This is post number 5 in my 100 Days To Offload challenge. View all posts or subscribe via RSS.

Update (12/09/21): I wrote an update to this post here, which describes a much less hacky way of doing this.

I recently wrote about shortcodes, describing a way to avoid duplicating text all over the place.

Delving into shortcodes got me thinking about static rendering. In an ideal world, this site would be completely static, it wouldn’t call out to third-party sites to fetch data.

I’ve done a reasonable job of removing analytics, external fonts, and embeds. However, there are still cases where I do want to embed something from a third-party. It would be nice to bake these embeds into static output, so we’re only loading from external sources at build time.
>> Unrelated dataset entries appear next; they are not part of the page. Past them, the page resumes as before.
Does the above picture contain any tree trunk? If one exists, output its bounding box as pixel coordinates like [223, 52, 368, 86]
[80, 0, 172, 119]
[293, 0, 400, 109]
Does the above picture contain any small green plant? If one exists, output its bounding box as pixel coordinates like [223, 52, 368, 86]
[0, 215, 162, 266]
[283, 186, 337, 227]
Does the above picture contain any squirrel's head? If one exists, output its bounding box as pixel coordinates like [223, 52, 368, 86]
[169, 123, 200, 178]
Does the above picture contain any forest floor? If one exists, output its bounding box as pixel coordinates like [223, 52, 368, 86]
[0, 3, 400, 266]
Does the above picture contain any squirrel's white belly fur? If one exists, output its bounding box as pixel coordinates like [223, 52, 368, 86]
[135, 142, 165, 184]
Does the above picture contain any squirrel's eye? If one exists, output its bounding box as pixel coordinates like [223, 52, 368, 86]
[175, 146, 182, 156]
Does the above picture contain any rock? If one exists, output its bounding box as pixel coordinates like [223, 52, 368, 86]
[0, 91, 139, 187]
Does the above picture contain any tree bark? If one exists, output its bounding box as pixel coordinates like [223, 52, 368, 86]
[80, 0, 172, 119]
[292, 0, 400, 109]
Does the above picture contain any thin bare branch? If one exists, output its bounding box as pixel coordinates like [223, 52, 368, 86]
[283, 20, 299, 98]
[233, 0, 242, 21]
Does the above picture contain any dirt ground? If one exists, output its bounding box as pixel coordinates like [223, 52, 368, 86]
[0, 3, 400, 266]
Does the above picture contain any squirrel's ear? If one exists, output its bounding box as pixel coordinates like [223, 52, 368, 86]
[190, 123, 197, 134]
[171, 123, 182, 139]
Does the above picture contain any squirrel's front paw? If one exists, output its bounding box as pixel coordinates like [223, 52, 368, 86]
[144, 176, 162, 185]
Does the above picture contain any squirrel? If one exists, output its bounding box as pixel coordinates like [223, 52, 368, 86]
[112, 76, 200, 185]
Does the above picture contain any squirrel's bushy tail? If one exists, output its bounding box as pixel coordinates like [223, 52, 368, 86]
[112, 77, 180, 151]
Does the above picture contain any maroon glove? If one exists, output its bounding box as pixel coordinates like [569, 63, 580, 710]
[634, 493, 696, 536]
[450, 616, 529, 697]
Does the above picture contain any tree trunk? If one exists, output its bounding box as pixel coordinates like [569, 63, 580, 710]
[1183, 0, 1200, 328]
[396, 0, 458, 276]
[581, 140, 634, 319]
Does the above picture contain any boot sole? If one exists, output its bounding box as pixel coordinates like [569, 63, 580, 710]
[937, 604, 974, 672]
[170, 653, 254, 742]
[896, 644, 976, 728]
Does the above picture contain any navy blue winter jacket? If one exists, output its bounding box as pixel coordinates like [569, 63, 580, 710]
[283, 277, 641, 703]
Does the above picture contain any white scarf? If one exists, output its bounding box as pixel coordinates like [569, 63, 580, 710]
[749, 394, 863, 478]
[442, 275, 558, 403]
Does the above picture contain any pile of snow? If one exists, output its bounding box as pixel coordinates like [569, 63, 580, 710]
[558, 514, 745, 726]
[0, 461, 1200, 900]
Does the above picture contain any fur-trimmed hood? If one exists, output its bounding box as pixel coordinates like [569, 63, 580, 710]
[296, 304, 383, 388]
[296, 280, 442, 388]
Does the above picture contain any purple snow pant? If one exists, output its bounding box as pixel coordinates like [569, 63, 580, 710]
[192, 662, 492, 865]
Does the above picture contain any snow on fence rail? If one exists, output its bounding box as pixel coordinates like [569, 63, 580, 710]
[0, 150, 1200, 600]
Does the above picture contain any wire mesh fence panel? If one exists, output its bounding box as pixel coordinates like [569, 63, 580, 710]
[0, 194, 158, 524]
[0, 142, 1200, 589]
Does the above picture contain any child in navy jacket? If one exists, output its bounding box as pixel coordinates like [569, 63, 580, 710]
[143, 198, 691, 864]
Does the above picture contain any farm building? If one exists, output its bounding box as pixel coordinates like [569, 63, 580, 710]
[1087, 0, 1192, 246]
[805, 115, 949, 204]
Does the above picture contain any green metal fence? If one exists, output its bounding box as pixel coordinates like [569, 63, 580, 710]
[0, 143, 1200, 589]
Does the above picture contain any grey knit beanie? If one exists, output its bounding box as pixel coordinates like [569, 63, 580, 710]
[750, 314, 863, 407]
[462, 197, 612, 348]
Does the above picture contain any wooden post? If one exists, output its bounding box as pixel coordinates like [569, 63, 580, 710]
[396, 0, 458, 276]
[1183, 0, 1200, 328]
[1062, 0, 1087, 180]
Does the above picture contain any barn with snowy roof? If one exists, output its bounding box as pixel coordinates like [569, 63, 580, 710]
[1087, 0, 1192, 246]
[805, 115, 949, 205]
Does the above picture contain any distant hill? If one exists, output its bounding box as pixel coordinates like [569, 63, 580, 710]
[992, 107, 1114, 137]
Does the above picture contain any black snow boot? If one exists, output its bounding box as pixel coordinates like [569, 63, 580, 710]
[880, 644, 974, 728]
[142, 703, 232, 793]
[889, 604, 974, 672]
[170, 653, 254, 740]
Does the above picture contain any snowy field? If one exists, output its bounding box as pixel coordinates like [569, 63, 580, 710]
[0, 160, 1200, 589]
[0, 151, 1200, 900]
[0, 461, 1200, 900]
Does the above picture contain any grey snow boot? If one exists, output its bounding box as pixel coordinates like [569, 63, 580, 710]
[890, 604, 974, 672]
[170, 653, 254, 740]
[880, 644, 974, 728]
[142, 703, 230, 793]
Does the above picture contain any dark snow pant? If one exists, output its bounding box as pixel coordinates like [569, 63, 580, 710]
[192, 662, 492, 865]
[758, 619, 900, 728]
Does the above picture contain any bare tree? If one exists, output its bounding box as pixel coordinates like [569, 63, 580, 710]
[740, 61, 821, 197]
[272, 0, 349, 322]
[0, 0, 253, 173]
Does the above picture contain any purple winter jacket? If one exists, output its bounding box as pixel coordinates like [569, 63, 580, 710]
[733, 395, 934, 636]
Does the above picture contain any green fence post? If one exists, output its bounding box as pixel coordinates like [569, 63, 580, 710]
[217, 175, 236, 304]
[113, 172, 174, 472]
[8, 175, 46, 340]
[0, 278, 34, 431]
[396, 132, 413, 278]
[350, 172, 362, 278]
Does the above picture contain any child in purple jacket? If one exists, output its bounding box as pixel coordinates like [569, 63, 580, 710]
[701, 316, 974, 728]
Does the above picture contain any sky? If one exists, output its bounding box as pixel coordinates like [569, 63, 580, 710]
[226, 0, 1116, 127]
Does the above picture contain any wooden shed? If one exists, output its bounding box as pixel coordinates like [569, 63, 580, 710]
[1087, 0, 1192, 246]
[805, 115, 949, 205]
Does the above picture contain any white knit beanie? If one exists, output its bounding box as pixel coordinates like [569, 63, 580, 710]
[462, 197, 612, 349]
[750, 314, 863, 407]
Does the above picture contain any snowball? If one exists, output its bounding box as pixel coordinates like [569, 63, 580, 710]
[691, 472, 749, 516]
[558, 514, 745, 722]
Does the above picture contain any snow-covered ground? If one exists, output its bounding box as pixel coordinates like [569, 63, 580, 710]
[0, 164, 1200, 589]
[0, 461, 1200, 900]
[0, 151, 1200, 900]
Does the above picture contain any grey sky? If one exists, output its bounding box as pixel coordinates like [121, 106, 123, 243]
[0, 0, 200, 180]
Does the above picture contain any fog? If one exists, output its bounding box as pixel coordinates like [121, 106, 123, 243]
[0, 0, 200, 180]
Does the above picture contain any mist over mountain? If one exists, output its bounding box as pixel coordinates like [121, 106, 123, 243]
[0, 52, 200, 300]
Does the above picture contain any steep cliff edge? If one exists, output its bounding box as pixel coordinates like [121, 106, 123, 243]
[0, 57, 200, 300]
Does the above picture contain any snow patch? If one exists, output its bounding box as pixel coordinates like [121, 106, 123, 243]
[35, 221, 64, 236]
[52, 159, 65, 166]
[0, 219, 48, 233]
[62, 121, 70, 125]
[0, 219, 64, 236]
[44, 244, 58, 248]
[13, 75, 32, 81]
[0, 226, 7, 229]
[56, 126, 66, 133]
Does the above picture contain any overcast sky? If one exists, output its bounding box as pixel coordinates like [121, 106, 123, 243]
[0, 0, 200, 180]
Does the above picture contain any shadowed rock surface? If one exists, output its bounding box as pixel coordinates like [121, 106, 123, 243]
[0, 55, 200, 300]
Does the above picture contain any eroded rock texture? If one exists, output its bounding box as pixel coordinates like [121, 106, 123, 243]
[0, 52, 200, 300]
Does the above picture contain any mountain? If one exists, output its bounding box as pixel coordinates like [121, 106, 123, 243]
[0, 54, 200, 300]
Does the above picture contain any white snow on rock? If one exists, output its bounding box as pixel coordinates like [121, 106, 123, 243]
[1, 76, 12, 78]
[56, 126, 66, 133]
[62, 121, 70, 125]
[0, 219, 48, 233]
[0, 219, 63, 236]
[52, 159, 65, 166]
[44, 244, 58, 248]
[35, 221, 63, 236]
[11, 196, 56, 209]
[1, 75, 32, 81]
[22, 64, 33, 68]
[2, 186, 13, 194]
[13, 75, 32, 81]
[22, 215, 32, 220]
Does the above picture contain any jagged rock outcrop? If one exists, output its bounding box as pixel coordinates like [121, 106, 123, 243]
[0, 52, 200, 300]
If someone visits this blog, they’ll still see the embedded content, but it won’t be fetched from a third-party.

Scanning through my post archive, I’ve mostly been embedding tweets. Static rendering and tweets reminded me of a neat Next.js demo. This demo renders tweets on first load and subsequently stores them statically at the edge.

Inspired by this, I’ve attempted to replicate that functionality on this very blog.

The tweet below might look like it’s embeded via Twitter, but it’s actually not. I’ve written a very hacky shortcode that fetches tweets as JSON via a local web server. Unfortunately, Hugo (the static site generator) doesn’t support adding authorisation headers to requests, to facilitate calling the Twitter API directly, although there is discussion about making it a feature. For now, I have to proxy requests, add the authorisation header, and then forward the request to Twitter.

Here is what the shortcode looks like:

{{< statictweet "1310553323527745537" >}}

This shortcode is still experimental, and doesn’t do nice things like rendering links in tweets, so let me know if you see anything funky.